Türk edebiyatının en önemli figürlerinden biri olan İsmet Özel, 19 Eylül 1944’te Kayseri'nin Düvenönü’nde dünyaya geldi. Şiirleriyle tanınan ve geniş bir okur kitlesine sahip olan Özel, yazdıklarıyla yalnızca edebiyat değil, düşünce dünyasında da derin izler bırakmıştır. O şiirlerinde insanın varoluşsal sorunlarından toplumsal yapıya, bireysel özgürlükten ideolojilere kadar pek çok konuya yer verir. Onun şiir dili, felsefi anlamlar taşıyan yoğun metaforlarla örülüdür. Kimlik arayışı, özgürlük ve toplumsal eleştiriler, Özel’in şiir dünyasında belirleyici unsurlardır. En bilinen şiirlerinden “Evet İsyan” ve “Şiir Okuma Kılavuzu” onun poetikasının âdeta manifestosu niteliğindedir. Modern Türk şiirinin önemli örneklerinden biri kabul edilen bu eserler, hem bireysel bir başkaldırıyı hem de toplumsal bir sorgulamayı dile getirir.
İsmet Özel’in entelektüelliği yalnızca edebiyat ve şiirle sınırlı değildir. Genç yaşlardan itibaren sol görüşlü bir düşünce yapısına sahipken, zamanla siyasi görüşlerinde köklü değişimler yaşamıştır. Özellikle 1980’lerin sonlarında İslamcı düşünceye meyletmiş, bu değişim onun entelektüel derinliğini ve toplumsal meselelere yaklaşımını farklılaştırmıştır. Bu dönemde Türk toplumu ve siyasal yapıya dair önemli eleştiriler kaleme almış, fikir dünyasını daha belirgin bir şekilde ortaya koymuştur.

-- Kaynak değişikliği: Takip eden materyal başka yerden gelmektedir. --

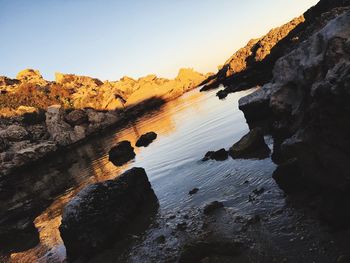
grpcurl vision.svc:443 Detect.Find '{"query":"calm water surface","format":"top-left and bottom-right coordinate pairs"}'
top-left (4, 88), bottom-right (280, 262)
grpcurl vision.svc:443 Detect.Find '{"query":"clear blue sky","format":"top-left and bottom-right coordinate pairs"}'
top-left (0, 0), bottom-right (319, 81)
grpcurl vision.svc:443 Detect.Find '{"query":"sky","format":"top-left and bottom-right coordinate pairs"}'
top-left (0, 0), bottom-right (319, 81)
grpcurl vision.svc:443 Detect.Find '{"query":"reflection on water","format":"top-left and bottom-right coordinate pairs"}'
top-left (1, 87), bottom-right (259, 262)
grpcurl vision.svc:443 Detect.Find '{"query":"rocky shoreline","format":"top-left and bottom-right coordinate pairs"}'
top-left (0, 68), bottom-right (207, 177)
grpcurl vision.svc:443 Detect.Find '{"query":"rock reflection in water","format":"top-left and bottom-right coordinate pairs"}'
top-left (1, 88), bottom-right (208, 262)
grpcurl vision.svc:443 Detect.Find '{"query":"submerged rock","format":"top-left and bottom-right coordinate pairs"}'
top-left (189, 188), bottom-right (199, 195)
top-left (108, 140), bottom-right (136, 166)
top-left (203, 201), bottom-right (224, 215)
top-left (135, 131), bottom-right (157, 147)
top-left (229, 128), bottom-right (270, 159)
top-left (59, 167), bottom-right (158, 260)
top-left (202, 149), bottom-right (228, 161)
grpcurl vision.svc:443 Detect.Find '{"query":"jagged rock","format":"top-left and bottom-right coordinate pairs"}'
top-left (202, 149), bottom-right (228, 161)
top-left (2, 125), bottom-right (29, 142)
top-left (59, 167), bottom-right (158, 260)
top-left (238, 9), bottom-right (350, 225)
top-left (229, 128), bottom-right (270, 159)
top-left (16, 69), bottom-right (43, 82)
top-left (65, 110), bottom-right (88, 126)
top-left (238, 85), bottom-right (272, 127)
top-left (135, 132), bottom-right (157, 147)
top-left (108, 140), bottom-right (136, 166)
top-left (201, 0), bottom-right (350, 94)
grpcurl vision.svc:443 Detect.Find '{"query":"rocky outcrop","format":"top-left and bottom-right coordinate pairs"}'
top-left (135, 131), bottom-right (157, 147)
top-left (229, 128), bottom-right (270, 159)
top-left (202, 149), bottom-right (228, 161)
top-left (239, 9), bottom-right (350, 224)
top-left (108, 140), bottom-right (136, 166)
top-left (201, 0), bottom-right (350, 95)
top-left (59, 167), bottom-right (158, 260)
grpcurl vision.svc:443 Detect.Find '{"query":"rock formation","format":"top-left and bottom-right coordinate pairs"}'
top-left (239, 8), bottom-right (350, 225)
top-left (59, 167), bottom-right (158, 260)
top-left (201, 0), bottom-right (350, 96)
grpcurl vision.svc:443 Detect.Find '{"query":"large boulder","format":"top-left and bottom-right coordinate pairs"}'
top-left (108, 140), bottom-right (136, 166)
top-left (135, 132), bottom-right (157, 147)
top-left (46, 105), bottom-right (86, 145)
top-left (229, 128), bottom-right (270, 159)
top-left (59, 167), bottom-right (158, 260)
top-left (238, 10), bottom-right (350, 226)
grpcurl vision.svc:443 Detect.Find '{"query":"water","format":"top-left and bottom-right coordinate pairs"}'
top-left (1, 87), bottom-right (348, 262)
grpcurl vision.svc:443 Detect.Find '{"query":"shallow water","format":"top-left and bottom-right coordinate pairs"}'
top-left (1, 87), bottom-right (349, 262)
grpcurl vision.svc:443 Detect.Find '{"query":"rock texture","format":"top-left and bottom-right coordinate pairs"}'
top-left (239, 9), bottom-right (350, 224)
top-left (201, 0), bottom-right (350, 95)
top-left (59, 167), bottom-right (158, 260)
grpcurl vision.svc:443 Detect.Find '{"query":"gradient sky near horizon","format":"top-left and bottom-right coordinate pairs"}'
top-left (0, 0), bottom-right (319, 81)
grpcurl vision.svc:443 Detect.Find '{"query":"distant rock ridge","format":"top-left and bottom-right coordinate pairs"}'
top-left (201, 0), bottom-right (350, 95)
top-left (0, 68), bottom-right (208, 115)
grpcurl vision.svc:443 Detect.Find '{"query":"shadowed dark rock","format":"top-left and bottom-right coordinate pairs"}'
top-left (203, 201), bottom-right (224, 215)
top-left (108, 140), bottom-right (135, 166)
top-left (59, 167), bottom-right (158, 260)
top-left (229, 128), bottom-right (270, 159)
top-left (65, 109), bottom-right (88, 126)
top-left (189, 188), bottom-right (199, 195)
top-left (202, 149), bottom-right (228, 161)
top-left (135, 131), bottom-right (157, 147)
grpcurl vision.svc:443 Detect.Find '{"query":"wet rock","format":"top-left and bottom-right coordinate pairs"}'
top-left (272, 158), bottom-right (305, 194)
top-left (216, 90), bottom-right (228, 100)
top-left (65, 109), bottom-right (88, 126)
top-left (178, 241), bottom-right (244, 263)
top-left (135, 131), bottom-right (157, 147)
top-left (108, 140), bottom-right (136, 166)
top-left (229, 128), bottom-right (270, 159)
top-left (203, 201), bottom-right (224, 215)
top-left (238, 85), bottom-right (272, 127)
top-left (59, 167), bottom-right (158, 260)
top-left (253, 187), bottom-right (265, 196)
top-left (189, 188), bottom-right (199, 195)
top-left (202, 149), bottom-right (228, 161)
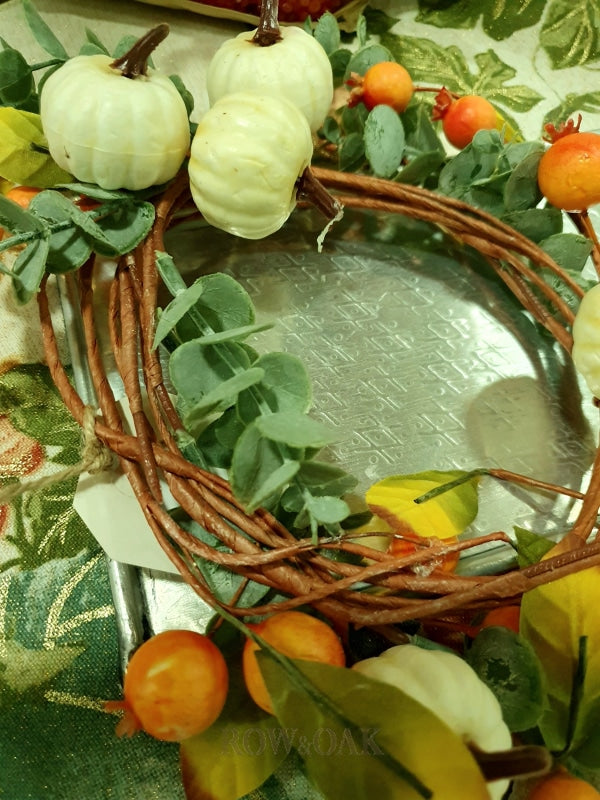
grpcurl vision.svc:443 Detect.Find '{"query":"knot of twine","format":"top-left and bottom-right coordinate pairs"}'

İsmet Özel’i anlamak, sadece şiirlerini okumakla sınırlı değildir. Onun metinleri aynı zamanda felsefi birer düşünme ve sorgulama alanıdır. İnsanlık tarihine, felsefeye, dine ve topluma dair kaleme aldığı denemeler okuru sadece bilgiyle değil, fikirle de yüzleştirir. Özellikle 1980’lerde yazdığı “Diriliş” adlı eseri, felsefi ve dini boyutlarıyla şekillenen bir dünya görüşünü yansıtır.
Edebiyat çevrelerinde tanındığı kadar sosyokültürel analizleriyle de dikkat çeken Özel, edebiyatın sınırlarını aşarak toplum meselelerine eğilmiştir. Kaleme aldığı her satırda, yalnızca bireyi değil ayrıca toplumu da sorgulamaya açar. Bugün hâlâ onun düşünceleri, sadece bir dönemi değil, Türkiye’nin yakın tarihini ve kolektif zihinsel evrimini anlamak açısından da önemli bir referans noktasıdır.

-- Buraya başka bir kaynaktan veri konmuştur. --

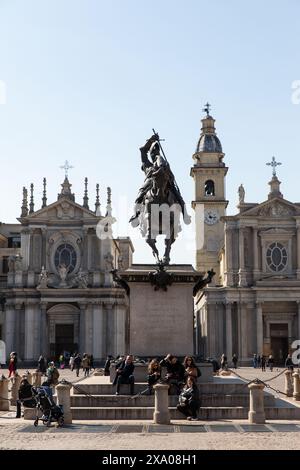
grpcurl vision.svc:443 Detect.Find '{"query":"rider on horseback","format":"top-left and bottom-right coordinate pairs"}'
top-left (129, 133), bottom-right (190, 225)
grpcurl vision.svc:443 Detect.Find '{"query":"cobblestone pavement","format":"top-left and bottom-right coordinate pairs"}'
top-left (1, 418), bottom-right (300, 450)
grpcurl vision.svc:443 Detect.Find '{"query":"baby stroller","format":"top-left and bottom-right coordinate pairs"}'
top-left (32, 386), bottom-right (64, 427)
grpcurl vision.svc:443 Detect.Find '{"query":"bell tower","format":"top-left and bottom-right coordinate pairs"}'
top-left (190, 105), bottom-right (228, 283)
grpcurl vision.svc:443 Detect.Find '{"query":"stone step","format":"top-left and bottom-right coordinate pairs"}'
top-left (70, 406), bottom-right (249, 420)
top-left (72, 382), bottom-right (249, 396)
top-left (70, 394), bottom-right (275, 408)
top-left (23, 403), bottom-right (300, 421)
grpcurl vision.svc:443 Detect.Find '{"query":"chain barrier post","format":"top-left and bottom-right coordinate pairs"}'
top-left (32, 370), bottom-right (42, 387)
top-left (248, 381), bottom-right (265, 424)
top-left (284, 370), bottom-right (293, 397)
top-left (25, 371), bottom-right (33, 385)
top-left (10, 373), bottom-right (21, 405)
top-left (56, 379), bottom-right (72, 424)
top-left (293, 371), bottom-right (300, 401)
top-left (0, 376), bottom-right (10, 411)
top-left (153, 383), bottom-right (170, 424)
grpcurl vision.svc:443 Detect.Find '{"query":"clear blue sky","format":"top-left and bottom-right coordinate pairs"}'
top-left (0, 0), bottom-right (299, 265)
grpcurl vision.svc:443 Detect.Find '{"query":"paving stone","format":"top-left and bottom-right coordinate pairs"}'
top-left (148, 425), bottom-right (175, 433)
top-left (178, 425), bottom-right (207, 432)
top-left (115, 425), bottom-right (144, 433)
top-left (270, 424), bottom-right (300, 432)
top-left (210, 425), bottom-right (239, 432)
top-left (240, 425), bottom-right (271, 432)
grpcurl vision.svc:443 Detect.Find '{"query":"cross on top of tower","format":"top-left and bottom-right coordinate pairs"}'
top-left (266, 156), bottom-right (282, 177)
top-left (202, 102), bottom-right (211, 117)
top-left (60, 160), bottom-right (74, 178)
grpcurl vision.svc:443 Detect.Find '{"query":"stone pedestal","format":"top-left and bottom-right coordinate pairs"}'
top-left (56, 381), bottom-right (72, 424)
top-left (248, 382), bottom-right (265, 424)
top-left (293, 372), bottom-right (300, 401)
top-left (284, 370), bottom-right (293, 397)
top-left (10, 374), bottom-right (22, 405)
top-left (0, 377), bottom-right (9, 411)
top-left (124, 265), bottom-right (198, 356)
top-left (153, 384), bottom-right (170, 424)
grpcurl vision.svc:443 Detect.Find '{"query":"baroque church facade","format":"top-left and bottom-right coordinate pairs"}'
top-left (192, 111), bottom-right (300, 364)
top-left (0, 173), bottom-right (133, 363)
top-left (1, 111), bottom-right (300, 365)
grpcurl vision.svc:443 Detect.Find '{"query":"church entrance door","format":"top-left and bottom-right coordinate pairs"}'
top-left (55, 324), bottom-right (75, 359)
top-left (270, 323), bottom-right (288, 365)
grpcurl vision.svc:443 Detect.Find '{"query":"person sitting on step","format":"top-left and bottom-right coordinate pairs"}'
top-left (114, 355), bottom-right (135, 395)
top-left (176, 376), bottom-right (200, 421)
top-left (160, 354), bottom-right (185, 394)
top-left (147, 358), bottom-right (161, 394)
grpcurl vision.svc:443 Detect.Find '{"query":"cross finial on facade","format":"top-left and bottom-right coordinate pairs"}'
top-left (266, 156), bottom-right (282, 177)
top-left (60, 160), bottom-right (74, 178)
top-left (203, 102), bottom-right (211, 117)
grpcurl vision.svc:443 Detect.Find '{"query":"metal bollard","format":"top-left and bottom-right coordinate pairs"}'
top-left (56, 380), bottom-right (72, 424)
top-left (248, 381), bottom-right (265, 424)
top-left (10, 374), bottom-right (22, 405)
top-left (284, 370), bottom-right (293, 397)
top-left (293, 371), bottom-right (300, 401)
top-left (0, 376), bottom-right (10, 411)
top-left (153, 384), bottom-right (170, 425)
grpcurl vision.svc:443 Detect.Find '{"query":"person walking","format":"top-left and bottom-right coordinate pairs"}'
top-left (252, 354), bottom-right (258, 369)
top-left (261, 355), bottom-right (266, 372)
top-left (232, 354), bottom-right (238, 369)
top-left (82, 353), bottom-right (90, 377)
top-left (220, 354), bottom-right (228, 370)
top-left (8, 352), bottom-right (18, 378)
top-left (37, 355), bottom-right (47, 374)
top-left (74, 353), bottom-right (81, 377)
top-left (267, 355), bottom-right (274, 372)
top-left (285, 354), bottom-right (294, 371)
top-left (69, 354), bottom-right (75, 371)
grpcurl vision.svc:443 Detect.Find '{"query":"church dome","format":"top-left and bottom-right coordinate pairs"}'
top-left (196, 133), bottom-right (222, 153)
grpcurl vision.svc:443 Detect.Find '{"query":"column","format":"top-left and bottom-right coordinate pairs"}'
top-left (256, 302), bottom-right (263, 355)
top-left (84, 304), bottom-right (93, 354)
top-left (238, 227), bottom-right (247, 287)
top-left (224, 225), bottom-right (234, 286)
top-left (20, 229), bottom-right (30, 270)
top-left (253, 227), bottom-right (260, 281)
top-left (297, 224), bottom-right (300, 280)
top-left (79, 302), bottom-right (86, 354)
top-left (24, 302), bottom-right (36, 361)
top-left (240, 303), bottom-right (248, 361)
top-left (4, 304), bottom-right (16, 357)
top-left (40, 303), bottom-right (48, 357)
top-left (105, 302), bottom-right (115, 356)
top-left (225, 303), bottom-right (233, 359)
top-left (92, 302), bottom-right (104, 360)
top-left (115, 302), bottom-right (126, 356)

İsmet Özel’i okumak, aynı zamanda Türkiye’nin sosyal ve kültürel dönüşümlerini anlamak demektir. Yaşadığı ideolojik ve düşünsel gelgitleri şiirlerinde sembolik imgelerle işler. Örneğin, Münacat şiirinin sonunda yer alan “Şimdi tekrar ne yapsam dedirtme bana yarabbi/ Taşınacak suyu göster, kırılacak odunu/ Kaldı bu silinmez yaşamak suçu üzerimde/ Bileyim hangi suyun sakasıyım ya rabbelalemin/ Tütmesi gereken ocak nerede?” dizeleri, hem bireysel hem de evrensel düzlemde bir varoluş arayışını ve metafizik boşluğu yansıtır. Burada şair, pasif bir yakarıştan çok, bilinçli bir arayış içindedir. “Taşınacak su” ve “kırılacak odun” gibi imgeler, bireyin üstlenmesi gereken sorumlulukları; “yaşamak suçu” ise var olmanın beraberinde getirdiği vicdani yüke işaret eder. Şair burada, hangi hakikatin hizmetkârı olduğunu bilmek ve o doğrultuda yaşamak istemektedir. Bu, insanın hem kendine hem de Yaratıcıya yönelttiği derin bir varoluşsal sorgulamadır.
Kısaca belirtmek gerekirse İsmet Özel, yalnızca bir şair ya da düşünür değil şiirle düşünmeyi, düşünceyle direnmeyi seçmiş bir şahsiyettir. Onun eserlerini anlamak, sadece estetik bir beğeniyle değil, entelektüel bir dikkatle mümkündür. Bugünün karmaşasında yönünü şaşıran her birey için Özel’in satırları, ona taşıyacağı suyu ve kıracağı odunu hatırlatır. Çünkü İsmet Özel’in dünyasında şiir, yalnızca yazılmaz; yaşanır, sorgulanır ve nihayetinde insana bir yük değil ayrıca bir yön de gösterir.